11/8/10

3:21 a.m

Oh hello people-who-havent-sleep-yet. Like yeahh its 3something now, and I'm not asleep yet. Duhh =.= So, I dont really know what to talk about. Oh I love this thingy up here I found in my tumblr. This is soooo right.

Okay, change topic. I still miss him. We havent talk to eachother for like a couple of days now. I feel so lonely, really. Right now, I'm always feeling so sick. I don't eat a lot. I sleep a lot. I stayed up late like..now. Bad habits just getting worst. I dont know when is this going to last. I havent got any clue why you treat me this way. But maybe you dont know me so well. I'm not the kinda person who gives up so fast. I never back down when it comes to dealing with someone I love. Eventhough it hurts inside, I believe that I'll always have the stronger side of me. Always smile when I feel like sighing. Always laugh when I feel like crying. Always walk when I feel like lying. And always love when I feel like hating. I miss you FSBJ. So badly missing you. When will you realize this? Like are you even reading this? Hmm. I know " Happiness don't last forever. It'll only last maybe for seconds, minutes, hours, days or weeks. " You will only feel happiness for awhile and then you'll get back to your normal life.

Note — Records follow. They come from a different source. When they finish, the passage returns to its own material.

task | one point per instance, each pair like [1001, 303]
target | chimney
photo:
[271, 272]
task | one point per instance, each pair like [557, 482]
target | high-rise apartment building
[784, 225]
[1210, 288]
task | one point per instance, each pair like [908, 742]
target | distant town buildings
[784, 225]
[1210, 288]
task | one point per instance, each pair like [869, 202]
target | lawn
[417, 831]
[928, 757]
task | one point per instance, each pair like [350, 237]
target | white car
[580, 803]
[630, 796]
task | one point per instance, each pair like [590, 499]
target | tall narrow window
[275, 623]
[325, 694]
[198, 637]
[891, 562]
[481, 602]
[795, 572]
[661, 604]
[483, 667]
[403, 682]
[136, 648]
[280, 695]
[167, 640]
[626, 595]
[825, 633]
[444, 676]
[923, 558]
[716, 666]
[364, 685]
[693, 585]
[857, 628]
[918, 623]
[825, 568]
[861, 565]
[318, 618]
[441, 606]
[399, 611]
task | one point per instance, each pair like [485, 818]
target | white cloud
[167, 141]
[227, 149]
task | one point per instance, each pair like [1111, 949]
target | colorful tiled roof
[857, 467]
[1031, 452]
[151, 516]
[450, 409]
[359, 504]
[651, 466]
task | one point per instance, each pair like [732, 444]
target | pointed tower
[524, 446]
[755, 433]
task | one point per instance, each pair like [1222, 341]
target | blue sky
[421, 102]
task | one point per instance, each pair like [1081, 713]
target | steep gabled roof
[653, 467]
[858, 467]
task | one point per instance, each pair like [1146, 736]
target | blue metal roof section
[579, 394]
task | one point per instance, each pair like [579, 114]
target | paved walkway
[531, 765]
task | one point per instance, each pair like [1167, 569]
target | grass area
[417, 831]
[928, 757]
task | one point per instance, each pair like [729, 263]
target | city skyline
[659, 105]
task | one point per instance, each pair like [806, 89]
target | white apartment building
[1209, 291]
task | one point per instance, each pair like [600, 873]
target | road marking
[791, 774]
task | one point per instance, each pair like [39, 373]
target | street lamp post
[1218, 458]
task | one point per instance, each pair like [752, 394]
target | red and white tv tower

Sometimes its hard for me to go to sleep without you singing me song or specifically giving song lyrics before I sleep. And and, I really miss our second date in the car. You hold me tight, your head on my shoulder. Then you teach me how to french because, damnn I'm not really good at it. :p And how hard it is to let you go before we get back to our lives. After one hug, you hold me by the hand and I would go " awww one more one more " and another hug. :') Then after I got out the car, you said I Love You with a smile. And damnn, I slept smiling that night man! Jeezz. What more can I ask when I just want you in my life and I consider that as enough. But now, things are starting to fall apart. Little by little I feel like losing you. Sayang, I dont want that! Losing you means losing myself. Losing my faith, hopes and dreams. Maybe, thats what you want me to feel? Is it?